The act itself established semi-official relations through offices set up by the two governments, provided that Taiwan be treated under U.S. laws the same as “foreign countries, nations, states, governments or similar entities,” provided that all treaties and agreements we had made with Taipei would remain in effect, and required the U.S. to “provide Taiwan with arms of a defensive nature” while we “maintain the capacity of the United States to resist any resort to force or other forms of coercion that would jeopardize the security or the social or economic system of the people on Taiwan.”
U.S. Commitment Stands
Beijing was furious and still refuses to accept the law as legitimate, protesting that it represents an “unwarranted intrusion by the United States into the internal affairs of China.” During the course of the last 30 years, they have tested our commitment to Taiwan, built up forces across the straits and hoped that another Jimmy Carter might come along and allow them to force Taipei into submission.
That hasn’t happened yet, of course, thanks to those who stood up for an ally back in 1979 and 1980. Jimmy Carter may not have cared much for the lives and freedom of the 23 million Chinese on Taiwan, but Congress and the American people guaranteed by passing the TRA that Beijing knew the American people wouldn’t allow their government to abandon those on the island.
Although the TRA does not actually commit U.S. forces to come to Taiwan’s aid in the event of an attack, Beijing has never been sure just how far the U.S. might go on behalf of our friends on the island, so they have been careful to avoid an incident that might escalate into violence.

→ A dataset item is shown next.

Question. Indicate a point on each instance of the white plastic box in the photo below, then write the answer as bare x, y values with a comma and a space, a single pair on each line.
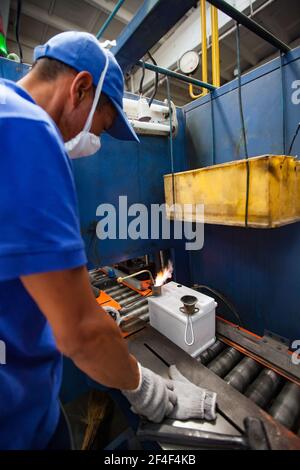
166, 317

As a result, they and their counterparts on the island have managed to resolve many practical problems and the citizens of Taiwan have been able to live their lives without the fear that the U.S. might abandon them at any time to the hardly tender mercies of the Peoples’ Liberation Army.
This month marks the 30th anniversary of the passage of the TRA, and anyone who has ever visited the island knows that few acts of Congress before or since have had as admirable an impact.